On Behalf of | Oct 19, 2011 | Firm News |

Stephen Bellis

Attorney Stephen Bellis brought a lawsuit against the State of Connecticut Commissioner of Revenue Services for decreasing the exemption amount of $3.5 million to $2 million on the estate tax. Although the legislature passed the law May 4, 2011, they made it retroactive effective January 1, 2011. Consequently, anyone who died before the legislature made the change in the law could have to pay approximately $100,000 more in estate taxes.

The lawsuit alleges that the estate tax should not be applied retroactively and that it violates Connecticut General Statute §55-3 which states “no provision of the general statutes not previously contained in the statutes of the state, which imposes any new obligation on a person or corporation shall be construed to have a retrospective effect.” The retroactive application of the new estate tax violates Attorney Bellis’ client’s rights under the 5th and 14th Amendments to the United States Constitution and constitutes a taking. The complaint seeks a declaratory judgment against the Commissioner of Revenue Services that the retroactive portion of the law is an unconstitutional taking.

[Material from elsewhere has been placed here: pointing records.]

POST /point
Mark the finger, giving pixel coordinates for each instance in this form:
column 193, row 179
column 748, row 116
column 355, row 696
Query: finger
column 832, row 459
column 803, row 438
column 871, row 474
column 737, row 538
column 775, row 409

Attorney Bellis has filed the case in the Milford Superior Court. Currently, there is no Connecticut State Supreme Court decision on this topic. The United States Supreme Court has ruled in U.S. v. Carlton, 512 US 26 (1994) a tax statutes retroactive application must be supported by a legitimate legislative purpose furthered by rational means. The Court held that the retroactive aspects of legislation must meet the test of due process, i.e. the law was neither illegitimate nor arbitrary. The Court quoted Justice Stone in a prior case stating that “taxation is a way of apportioning the cost of government among those who in some measure are privileged to enjoy its benefits and must bear its burdens. Since no citizen enjoys immunity from that burden, its retroactive imposition does not necessarily infringe due process.” Attorney Bellis will argue that a dead person does not enjoy the benefits of government and should not unnecessarily bear its burdens since he has already paid taxes on the money comprising the estate.

The case has generated considerable interest having been reported by the Wall Street Journal, Hartford Courant, Bridgeport Post and Stamford Advocate.